YOGYAKARTA, KOMPAS – Sedikitnya 300 akademisi di Yogyakarta dan sekitarnya mendesak Arief Hidayat segera mundur dari jabatan Ketua Mahkamah Konstitusi. Arief dinilai telah kehilangan legitimasi moral dan etik untuk memimpin lembaga peradilan penafsir tunggal konstitusi.
Desakan tersebut mereka tuangkan dalam sebuah surat raksasa yang dikirimkan langsung ke alamat Mahkamah Konstitusi di Jalan Medan Merdeka Barat Nomor 6, Kecamatan Gambir, Jakarta Pusat, DKI Jakarta.
Surat ini mewakili seruan ratusan guru besar, dosen, dan mahasiswa bidang ilmu hukum dari berbagai universitas di antaranya Universitas Gadjah Mada (UGM), Universitas Islam Indonesia (UII), Universitas Muhammadiyah Yogyakarta (UMY), dan Universitas Islam Negeri Sunan Kalijaga.
Akademisi Fakultas Hukum Universitas Islam Indonesia yang juga mantan Ketua KPK, Busyro Muqoddas, menilai desakan perlu dilakukan mengingat MK punya kedudukan sebagai lembaga peradilan penafsir tunggal di Indonesia. Kedudukan ini membuat MK menjadi alas pijak inti pengunci judicial review sejumlah undang-undang.
“Saat moral, etika, dan akhlak dari hakim konstitusi sudah rontok, maka akan rontok pula predikat kenegarawanan dari hakim konstitusi,” kata Busyro dalam pernyataan sikap bersama ratusan akademisi bidang ilmu hukum di Gelanggang Mahasiswa Universitas Gadjah Mada, Yogyakarta, Rabu (21/2).

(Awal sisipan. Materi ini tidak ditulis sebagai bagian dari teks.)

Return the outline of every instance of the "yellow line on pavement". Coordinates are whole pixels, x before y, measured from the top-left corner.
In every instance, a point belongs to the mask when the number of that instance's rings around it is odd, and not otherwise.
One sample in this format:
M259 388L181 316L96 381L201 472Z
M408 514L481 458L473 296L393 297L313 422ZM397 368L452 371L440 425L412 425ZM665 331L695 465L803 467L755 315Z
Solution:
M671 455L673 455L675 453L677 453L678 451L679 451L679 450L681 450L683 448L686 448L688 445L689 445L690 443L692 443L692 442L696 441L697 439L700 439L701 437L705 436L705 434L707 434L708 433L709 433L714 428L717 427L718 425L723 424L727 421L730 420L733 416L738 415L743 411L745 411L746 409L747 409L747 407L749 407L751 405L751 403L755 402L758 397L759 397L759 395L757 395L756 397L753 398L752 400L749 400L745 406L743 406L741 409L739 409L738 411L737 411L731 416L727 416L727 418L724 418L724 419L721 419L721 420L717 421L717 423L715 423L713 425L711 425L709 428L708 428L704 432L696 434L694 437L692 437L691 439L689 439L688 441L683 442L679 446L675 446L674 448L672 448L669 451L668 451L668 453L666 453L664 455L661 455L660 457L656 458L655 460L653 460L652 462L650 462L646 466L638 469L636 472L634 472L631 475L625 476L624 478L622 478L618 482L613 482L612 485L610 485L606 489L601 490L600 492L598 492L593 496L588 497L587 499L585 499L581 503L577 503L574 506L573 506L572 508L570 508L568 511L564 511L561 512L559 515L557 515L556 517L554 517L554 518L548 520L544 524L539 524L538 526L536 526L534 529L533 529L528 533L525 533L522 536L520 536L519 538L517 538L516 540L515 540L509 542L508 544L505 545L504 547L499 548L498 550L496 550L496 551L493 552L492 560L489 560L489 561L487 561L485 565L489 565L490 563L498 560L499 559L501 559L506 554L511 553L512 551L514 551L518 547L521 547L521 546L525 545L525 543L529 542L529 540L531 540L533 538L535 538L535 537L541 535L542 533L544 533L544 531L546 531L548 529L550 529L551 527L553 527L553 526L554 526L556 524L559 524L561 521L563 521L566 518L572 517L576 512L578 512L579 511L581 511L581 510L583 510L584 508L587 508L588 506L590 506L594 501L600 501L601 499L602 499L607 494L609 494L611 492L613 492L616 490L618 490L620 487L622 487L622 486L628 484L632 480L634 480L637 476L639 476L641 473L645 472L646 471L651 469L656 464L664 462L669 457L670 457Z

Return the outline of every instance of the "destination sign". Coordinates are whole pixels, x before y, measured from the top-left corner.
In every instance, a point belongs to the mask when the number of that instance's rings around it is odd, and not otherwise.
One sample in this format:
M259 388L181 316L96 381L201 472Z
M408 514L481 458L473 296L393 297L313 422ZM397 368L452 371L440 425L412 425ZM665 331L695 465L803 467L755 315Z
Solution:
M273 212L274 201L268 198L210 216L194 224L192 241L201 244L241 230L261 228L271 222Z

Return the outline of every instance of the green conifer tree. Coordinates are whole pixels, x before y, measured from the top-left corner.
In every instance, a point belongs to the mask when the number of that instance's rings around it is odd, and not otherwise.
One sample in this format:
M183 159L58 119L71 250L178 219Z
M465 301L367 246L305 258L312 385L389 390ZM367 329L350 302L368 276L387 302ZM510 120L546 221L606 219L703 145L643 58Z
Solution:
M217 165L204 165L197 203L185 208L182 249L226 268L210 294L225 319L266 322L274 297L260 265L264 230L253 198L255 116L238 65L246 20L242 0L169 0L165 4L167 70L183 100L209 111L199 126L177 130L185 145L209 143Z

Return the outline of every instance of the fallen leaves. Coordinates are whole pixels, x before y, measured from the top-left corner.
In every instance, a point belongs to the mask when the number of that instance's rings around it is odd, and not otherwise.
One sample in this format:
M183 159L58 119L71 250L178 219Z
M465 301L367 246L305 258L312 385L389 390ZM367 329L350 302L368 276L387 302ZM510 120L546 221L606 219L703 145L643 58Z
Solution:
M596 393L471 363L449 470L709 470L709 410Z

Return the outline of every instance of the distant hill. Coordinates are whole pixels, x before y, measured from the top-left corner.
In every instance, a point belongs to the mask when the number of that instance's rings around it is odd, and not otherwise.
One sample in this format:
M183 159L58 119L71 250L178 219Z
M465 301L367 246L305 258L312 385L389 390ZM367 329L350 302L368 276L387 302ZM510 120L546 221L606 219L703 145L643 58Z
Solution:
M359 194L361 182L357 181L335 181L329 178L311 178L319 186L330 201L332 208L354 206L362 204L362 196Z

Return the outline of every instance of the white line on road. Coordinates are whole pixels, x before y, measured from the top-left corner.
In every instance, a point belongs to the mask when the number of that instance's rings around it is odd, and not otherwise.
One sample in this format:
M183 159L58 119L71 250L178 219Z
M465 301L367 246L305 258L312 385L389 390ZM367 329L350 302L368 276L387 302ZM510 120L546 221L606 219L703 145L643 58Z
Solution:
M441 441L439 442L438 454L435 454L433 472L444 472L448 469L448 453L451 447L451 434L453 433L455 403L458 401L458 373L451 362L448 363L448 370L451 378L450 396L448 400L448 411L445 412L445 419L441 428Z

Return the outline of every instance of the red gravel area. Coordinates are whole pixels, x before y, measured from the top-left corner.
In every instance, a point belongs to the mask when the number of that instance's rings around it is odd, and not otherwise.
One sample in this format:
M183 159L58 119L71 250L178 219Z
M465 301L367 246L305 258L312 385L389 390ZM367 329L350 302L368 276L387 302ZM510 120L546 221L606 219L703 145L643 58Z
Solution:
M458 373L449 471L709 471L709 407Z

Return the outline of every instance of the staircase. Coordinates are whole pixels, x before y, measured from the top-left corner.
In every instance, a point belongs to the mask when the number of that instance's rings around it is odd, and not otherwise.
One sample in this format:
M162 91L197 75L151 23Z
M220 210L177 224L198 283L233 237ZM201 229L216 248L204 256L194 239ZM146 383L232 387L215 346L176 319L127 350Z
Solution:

Busyro menganggap masyarakat perlu mengawasi moralitas dari hakim MK dengan ekstra ketat karena hakim MK adalah ujung tombak pengawal proses penyusunan perundang-undangan. Masyarakat punya tanggung jawab menjaga integritas MK, sama halnya seperti Komisi Yudisial (KY) dan KPK.
“Mahkamah konstitusi lahir dari gerakan reformasi sebagai koreksi total atas krisis moral pemerintahan order baru kala itu yang korup dalam banyak hal banyak sektor. MK harus dijaga oleh semua pihak terutama hakim MK sendiri,” ujar Busyro.
Arief dijatuhi sanksi etik berupa teguran lisan sebanyak dua kali oleh Dewan Etik MK. Sanksi pertama dijatuhkan pada 2016 karena memberikan katebelece kepada Jaksa Agung Muda Tindak Pidana Khusus Widyo Pramono terkait dengan seorang jaksa muda dari Trenggalek, Jawa Timur. Sanksi kedua pada 16 Januari 2018, Arief kembali mendapat sanksi karena bertemu pimpinan Komisi III DPR di sebuah hotel di Jakarta untuk membahas pencalonannya kembali sebagai hakim konstitusi.
Dua laporan lain juga diserahkan kepada Dewan Etik MK, yakni soal laporan harta kekayaan penyelenggara negara yang belum diserahkan kepada Komisi Pemberantasan Korupsi pada 2016 dan laporan pelanggaran etik oleh peneliti MK Abdul Ghoffar (31 Januari 2018), yang kini ditangani Dewan Etik MK.
Terbaru, elemen masyarakat sipil kembali melaporkan Arief. Kali ini, Arief diduga melanggar kode etik lantaran potongan percakapan dan pendapatnya di suatu grup media sosial Whatsapp yang substansinya dinilai mengomentari putusan MK Nomor 46/PUU-XIV/2016 tentang perluasan perzinaan.
Dekan Fakultas Hukum UGM Sigit Riyanto menilai hakim MK selaku pengawal hukum ketatanegaraan sekaligus peradaban Indonesia tidak selayaknya menyalahi norma hukum yang berlaku. Hakim MK seharusnya mampu menegakkan nurani, nalar, dan kebudayaan.
“Melihat kondisi MK saat ini, kita sebagai warga negara Indonesia punyai pilihan untuk memebiarkan jalan ketatanegaraan kita menuju kehancuran, atau mengoreksinya dengan mendesak Ketua MK untuk segera mundur,” kata Sigit.
Sementara itu, Direktur Pusat Studi Hak Asasi Manusia UII, Eko Riyadi, menyatakaan desakan berbagai elemen masyarakat kepada Arief Hidayat untuk mundur dari jabatan sebagai Ketua MK muncul karena Arief mencoreng jabatan hakim konstitusi.
Syarat sebagai hakim konsitusi, lanjut dia, adalah terbebas dari perilaku tercela. “Sejumlah laporan pelanggaran etika yang Arief lakukan tidak mencerminkan sikap negarawan yang seharusnya dimiliki dan dijunjung tinggi oleh seorang Hakim Konstitusi,” ujar Eko.